In trying to blunt the impression that the White House and military are at odds, Gates did not name names. But his remarks came days after McChrystal bluntly warned in London that Afghan insurgents are gathering strength. Any plan that falls short of stabilizing Afghanistan "is probably a shortsighted strategy," the general said, and he called openly for additional resources.

That prompted Obama's national security adviser, retired four-star Gen. James Jones, to say Sunday that military advice is best provided "up through the chain of command."

Obama may take weeks to decide whether to add more troops, but the idea of pulling out isn't on the table as a way to deal with a war nearing its ninth year, White House press secretary Robert Gibbs said.

"I don't think we have the option to leave. That's quite clear," Gibbs said.

At issue is whether U.S. forces should continue to focus on fighting the Taliban and securing the Afghan population or shift to more narrowly targeting, with unmanned spy drones and covert operations, al Qaeda terrorists believed to be hiding in Pakistan.

Gates and some other advisers appear to favor a middle path. A hybrid strategy could preserve the essential outline of an Afghan counterinsurgency campaign that McChrystal rebuilt this summer from the disarray of nearly eight years of undermanned combat, while expanding the hunt for al Qaeda next door.
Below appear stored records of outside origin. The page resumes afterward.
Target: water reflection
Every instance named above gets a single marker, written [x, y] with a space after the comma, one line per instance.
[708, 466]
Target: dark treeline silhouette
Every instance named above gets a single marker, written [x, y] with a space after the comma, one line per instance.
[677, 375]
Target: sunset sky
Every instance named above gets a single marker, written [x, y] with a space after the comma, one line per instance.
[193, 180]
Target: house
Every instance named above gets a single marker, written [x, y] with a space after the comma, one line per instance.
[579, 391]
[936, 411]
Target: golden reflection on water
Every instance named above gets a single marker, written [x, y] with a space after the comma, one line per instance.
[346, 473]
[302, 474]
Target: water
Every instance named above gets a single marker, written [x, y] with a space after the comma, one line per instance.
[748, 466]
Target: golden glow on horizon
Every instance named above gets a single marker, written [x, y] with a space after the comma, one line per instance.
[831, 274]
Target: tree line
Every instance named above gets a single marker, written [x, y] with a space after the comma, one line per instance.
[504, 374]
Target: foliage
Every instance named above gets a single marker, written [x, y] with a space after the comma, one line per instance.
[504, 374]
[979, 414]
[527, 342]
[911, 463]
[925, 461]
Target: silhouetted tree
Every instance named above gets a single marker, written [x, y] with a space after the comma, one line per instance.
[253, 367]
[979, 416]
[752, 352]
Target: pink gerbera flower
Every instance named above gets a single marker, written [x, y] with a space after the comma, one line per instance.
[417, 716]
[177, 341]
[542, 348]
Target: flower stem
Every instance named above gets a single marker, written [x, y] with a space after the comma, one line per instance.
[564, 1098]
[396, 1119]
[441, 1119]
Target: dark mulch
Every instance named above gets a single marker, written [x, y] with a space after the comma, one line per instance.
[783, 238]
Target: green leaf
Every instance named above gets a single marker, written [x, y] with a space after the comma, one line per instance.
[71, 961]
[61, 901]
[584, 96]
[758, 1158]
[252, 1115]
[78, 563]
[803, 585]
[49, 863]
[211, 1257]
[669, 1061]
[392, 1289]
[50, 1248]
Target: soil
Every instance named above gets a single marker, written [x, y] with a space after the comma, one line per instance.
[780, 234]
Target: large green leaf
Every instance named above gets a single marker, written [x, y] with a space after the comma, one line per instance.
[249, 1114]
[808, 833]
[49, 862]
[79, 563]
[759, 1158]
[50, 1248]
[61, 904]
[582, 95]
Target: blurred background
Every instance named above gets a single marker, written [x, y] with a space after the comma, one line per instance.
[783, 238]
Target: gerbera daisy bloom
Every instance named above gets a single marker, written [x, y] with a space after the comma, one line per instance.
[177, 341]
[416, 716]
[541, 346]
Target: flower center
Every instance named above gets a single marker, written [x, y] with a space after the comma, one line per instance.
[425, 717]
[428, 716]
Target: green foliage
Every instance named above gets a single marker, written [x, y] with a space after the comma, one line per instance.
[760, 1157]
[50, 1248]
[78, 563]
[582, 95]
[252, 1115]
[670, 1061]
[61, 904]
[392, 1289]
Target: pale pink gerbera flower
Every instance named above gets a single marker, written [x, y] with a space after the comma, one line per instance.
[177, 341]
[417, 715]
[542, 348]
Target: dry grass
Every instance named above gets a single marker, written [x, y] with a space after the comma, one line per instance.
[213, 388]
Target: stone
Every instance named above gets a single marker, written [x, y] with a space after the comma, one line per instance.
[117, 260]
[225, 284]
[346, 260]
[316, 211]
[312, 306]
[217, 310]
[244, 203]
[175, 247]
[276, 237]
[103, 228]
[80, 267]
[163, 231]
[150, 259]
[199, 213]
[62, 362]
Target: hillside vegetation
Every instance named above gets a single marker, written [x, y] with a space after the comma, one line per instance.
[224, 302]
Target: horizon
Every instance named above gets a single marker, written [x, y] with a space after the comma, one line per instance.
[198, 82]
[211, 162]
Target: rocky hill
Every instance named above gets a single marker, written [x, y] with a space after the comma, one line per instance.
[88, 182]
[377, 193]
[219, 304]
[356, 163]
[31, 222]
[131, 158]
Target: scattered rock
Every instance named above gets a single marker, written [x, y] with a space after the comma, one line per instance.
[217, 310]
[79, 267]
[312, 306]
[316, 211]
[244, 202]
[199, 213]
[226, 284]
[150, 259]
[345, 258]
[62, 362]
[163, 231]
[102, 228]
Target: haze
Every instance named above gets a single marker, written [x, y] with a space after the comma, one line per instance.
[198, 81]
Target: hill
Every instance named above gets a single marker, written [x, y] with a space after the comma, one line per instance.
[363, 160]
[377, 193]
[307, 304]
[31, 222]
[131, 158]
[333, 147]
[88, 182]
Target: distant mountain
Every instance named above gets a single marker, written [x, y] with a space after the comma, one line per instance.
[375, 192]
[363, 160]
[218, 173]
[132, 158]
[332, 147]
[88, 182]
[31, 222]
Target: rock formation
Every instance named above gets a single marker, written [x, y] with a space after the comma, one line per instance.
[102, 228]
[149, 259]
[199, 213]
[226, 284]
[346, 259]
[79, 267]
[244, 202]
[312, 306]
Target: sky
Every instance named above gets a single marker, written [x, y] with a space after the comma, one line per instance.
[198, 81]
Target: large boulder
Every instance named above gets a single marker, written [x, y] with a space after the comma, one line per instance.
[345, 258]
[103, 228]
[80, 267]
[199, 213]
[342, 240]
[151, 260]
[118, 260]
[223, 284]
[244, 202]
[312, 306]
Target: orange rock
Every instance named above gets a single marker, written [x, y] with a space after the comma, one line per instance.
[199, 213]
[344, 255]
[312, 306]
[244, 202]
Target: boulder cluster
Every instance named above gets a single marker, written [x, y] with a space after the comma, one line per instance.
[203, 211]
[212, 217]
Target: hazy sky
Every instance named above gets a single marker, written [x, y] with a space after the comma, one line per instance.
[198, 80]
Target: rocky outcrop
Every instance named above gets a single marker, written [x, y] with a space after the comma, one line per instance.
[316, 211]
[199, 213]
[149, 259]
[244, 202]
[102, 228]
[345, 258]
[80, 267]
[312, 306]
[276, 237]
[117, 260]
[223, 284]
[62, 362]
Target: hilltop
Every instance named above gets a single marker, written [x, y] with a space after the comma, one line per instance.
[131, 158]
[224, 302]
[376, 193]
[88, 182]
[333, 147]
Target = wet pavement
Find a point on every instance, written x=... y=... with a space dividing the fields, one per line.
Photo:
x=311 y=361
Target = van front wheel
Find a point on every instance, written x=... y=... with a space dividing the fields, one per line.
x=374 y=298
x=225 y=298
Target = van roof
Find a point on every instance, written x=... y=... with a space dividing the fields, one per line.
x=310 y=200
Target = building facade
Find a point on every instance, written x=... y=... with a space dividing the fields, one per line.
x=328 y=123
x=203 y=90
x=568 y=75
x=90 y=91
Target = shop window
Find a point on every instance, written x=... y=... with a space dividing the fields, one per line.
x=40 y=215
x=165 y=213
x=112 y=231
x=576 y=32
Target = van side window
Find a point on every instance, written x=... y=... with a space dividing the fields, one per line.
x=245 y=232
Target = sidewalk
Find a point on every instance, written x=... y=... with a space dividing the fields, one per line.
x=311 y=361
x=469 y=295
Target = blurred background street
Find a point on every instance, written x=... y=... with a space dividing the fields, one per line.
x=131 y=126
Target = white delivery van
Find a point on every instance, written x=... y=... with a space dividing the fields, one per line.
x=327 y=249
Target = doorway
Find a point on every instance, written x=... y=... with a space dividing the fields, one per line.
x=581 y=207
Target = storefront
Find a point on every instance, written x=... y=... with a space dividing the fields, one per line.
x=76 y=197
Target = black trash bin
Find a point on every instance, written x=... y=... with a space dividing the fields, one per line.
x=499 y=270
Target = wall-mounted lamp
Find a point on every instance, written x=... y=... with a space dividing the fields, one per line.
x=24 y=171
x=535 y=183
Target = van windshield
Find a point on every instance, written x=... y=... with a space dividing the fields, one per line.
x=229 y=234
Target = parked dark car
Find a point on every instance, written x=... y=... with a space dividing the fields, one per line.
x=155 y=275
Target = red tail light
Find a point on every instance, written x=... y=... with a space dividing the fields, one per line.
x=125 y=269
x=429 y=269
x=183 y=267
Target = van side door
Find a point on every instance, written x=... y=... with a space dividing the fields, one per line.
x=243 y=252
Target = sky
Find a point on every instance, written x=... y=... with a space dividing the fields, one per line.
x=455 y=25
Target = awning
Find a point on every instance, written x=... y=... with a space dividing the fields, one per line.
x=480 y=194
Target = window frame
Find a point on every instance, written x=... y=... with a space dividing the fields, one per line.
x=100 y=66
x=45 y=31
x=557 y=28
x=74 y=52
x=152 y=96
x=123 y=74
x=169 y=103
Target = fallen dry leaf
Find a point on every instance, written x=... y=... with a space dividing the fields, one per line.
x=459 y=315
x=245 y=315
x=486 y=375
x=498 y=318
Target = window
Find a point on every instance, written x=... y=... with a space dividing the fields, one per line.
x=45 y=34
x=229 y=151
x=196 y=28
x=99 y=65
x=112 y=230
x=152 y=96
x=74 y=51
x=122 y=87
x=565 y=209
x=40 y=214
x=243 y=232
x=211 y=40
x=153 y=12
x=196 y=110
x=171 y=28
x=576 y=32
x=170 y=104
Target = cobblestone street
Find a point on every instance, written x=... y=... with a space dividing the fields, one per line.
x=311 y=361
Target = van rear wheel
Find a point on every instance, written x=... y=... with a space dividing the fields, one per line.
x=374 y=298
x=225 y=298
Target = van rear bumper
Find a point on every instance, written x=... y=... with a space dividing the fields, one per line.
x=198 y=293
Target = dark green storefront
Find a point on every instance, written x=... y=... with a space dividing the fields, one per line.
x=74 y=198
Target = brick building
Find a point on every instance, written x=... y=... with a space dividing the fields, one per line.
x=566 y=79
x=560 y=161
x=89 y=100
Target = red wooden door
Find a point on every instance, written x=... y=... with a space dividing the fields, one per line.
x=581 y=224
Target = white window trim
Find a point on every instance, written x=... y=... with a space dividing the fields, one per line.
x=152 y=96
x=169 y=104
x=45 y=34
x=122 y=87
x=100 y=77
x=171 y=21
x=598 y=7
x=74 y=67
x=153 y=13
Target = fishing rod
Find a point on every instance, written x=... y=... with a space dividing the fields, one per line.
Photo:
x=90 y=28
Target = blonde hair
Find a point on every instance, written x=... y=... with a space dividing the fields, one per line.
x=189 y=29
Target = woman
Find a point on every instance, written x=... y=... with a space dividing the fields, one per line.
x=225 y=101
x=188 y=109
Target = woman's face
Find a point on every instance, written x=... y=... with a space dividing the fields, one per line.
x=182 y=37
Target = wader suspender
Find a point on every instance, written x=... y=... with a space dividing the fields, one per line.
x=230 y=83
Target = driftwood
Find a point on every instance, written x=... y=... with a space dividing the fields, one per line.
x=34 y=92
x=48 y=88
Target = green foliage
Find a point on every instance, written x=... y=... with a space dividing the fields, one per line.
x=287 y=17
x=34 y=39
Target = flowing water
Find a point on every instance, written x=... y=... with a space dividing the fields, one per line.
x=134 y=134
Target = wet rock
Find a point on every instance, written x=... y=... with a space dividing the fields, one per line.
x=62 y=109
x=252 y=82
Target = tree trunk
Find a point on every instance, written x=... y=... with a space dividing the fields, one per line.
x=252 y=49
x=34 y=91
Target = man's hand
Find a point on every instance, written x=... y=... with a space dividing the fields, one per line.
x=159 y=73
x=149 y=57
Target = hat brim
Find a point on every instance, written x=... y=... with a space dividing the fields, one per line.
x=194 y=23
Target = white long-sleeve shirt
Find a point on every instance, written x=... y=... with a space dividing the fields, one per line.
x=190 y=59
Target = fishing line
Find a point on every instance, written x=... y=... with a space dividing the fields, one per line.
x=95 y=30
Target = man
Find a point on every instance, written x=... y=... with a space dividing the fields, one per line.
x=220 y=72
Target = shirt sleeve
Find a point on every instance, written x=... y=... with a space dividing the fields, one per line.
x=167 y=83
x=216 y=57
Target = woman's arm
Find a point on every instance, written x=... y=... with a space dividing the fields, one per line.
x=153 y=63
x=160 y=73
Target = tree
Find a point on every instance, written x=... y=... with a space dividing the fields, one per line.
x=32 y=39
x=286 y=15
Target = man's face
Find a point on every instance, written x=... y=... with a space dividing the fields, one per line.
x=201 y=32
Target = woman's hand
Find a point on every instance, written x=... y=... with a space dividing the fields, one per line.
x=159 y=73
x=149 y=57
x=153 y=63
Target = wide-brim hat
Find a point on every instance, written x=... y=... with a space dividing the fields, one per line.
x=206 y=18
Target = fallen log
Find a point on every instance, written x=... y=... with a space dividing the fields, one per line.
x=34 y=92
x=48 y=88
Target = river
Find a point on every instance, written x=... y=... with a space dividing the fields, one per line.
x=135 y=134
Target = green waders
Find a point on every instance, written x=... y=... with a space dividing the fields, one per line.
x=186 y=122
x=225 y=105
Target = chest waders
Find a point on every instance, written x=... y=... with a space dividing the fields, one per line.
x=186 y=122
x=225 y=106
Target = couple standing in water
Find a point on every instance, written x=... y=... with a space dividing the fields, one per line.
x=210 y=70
The top three U.S. military officials overseeing the war in Afghanistan favor continuing the current fight against the Taliban, and have concluded they need tens of thousands more U.S. troops beyond the 68,000 already there.

Officials across the Obama administration have acknowledged that the Taliban is far stronger now than in recent years, as underscored by the U.S. deaths in Nuristan province.

The fighting Saturday marked the biggest loss of U.S. life in a single Afghan battle in more than a year. It also raised questions about why U.S. troops remained in the remote outposts after McChrystal said he planned to close down isolated strongholds and focus on more heavily populated areas as part of his new strategy to focus on protecting Afghan civilians.

Here's a list of senators and representatives invited to the White House meeting on Afghanistan and Pakistan:

Senate:

Sen. Harry Reid, Majority Leader, D-Nev.
Sen. Dick Durbin, Majority Whip, D-Ill.
Sen. Mitch McConnell, Republican Leader, R-Ky.
Sen. Jon Kyl, Republican Whip, R-Ariz.
Sen. Carl Levin, Armed Services Chairman, D-Mich.
Sen. John McCain, Armed Services Ranking Member, R-Ariz.
Sen. Daniel Inouye, Appropriations Chairman and Defense Subcommittee Chairman, D-Hawaii
Sen. Thad Cochran, Appropriations Ranking Member and Defense Subcommittee Ranking, R-Miss.
Sen. John Kerry, Foreign Affairs Chairman, D-Mass.
Sen. Richard Lugar, Foreign Affairs Ranking Member, R-Ind.
Sen. Patrick Leahy, Foreign Operations Appropriations Chairman, D-Vt.
Sen. Judd Gregg, Foreign Operations Appropriations Ranking Member, R-N.H.
Sen. Dianne Feinstein, Intelligence Committee Chair, D-Calif.
Sen. Kit Bond, Intelligence Committee Ranking Member, R-Mo.

House:

Speaker Nancy Pelosi, D-Calif.
Rep. Steny Hoyer, Majority Leader, D-Md.
Rep. John Boehner, Republican Leader, R-Ohio
Rep. James Clyburn, Majority Whip, D-S.C.
Rep. Eric Cantor, Republican Whip, R-Va.
Rep. Ike Skelton, Armed Services Chairman, D-Mo.
Rep. Howard McKeon, Armed Services Ranking Member, R-Calif.
Rep. Howard Berman, Foreign Affairs Chairman, D-Calif.
Rep. Ileana Ros-Lehtinen, Foreign Affairs Ranking Member, R-Fla.
Rep. David Obey, Appropriations Chairman, D-Wis.
Rep. Jerry Lewis, Appropriations Ranking Member, R-Calif.
Rep. Nita Lowey, Foreign Operations Appropriations Chairman, D-N.Y.
Rep. Kay Granger, Foreign Operations Appropriations Ranking Member, R-Texas
Rep. John Murtha, Appropriations, Defense Subcommittee Chairman, D-Pa.
Rep. Bill Young, Appropriations, Defense Subcommittee Ranking Member, R-Fla.
Rep. Silvestre Reyes, Intelligence Committee Chairman, D-Texas
Rep. Peter Hoekstra, Intelligence Committee Ranking Member, R-Mich.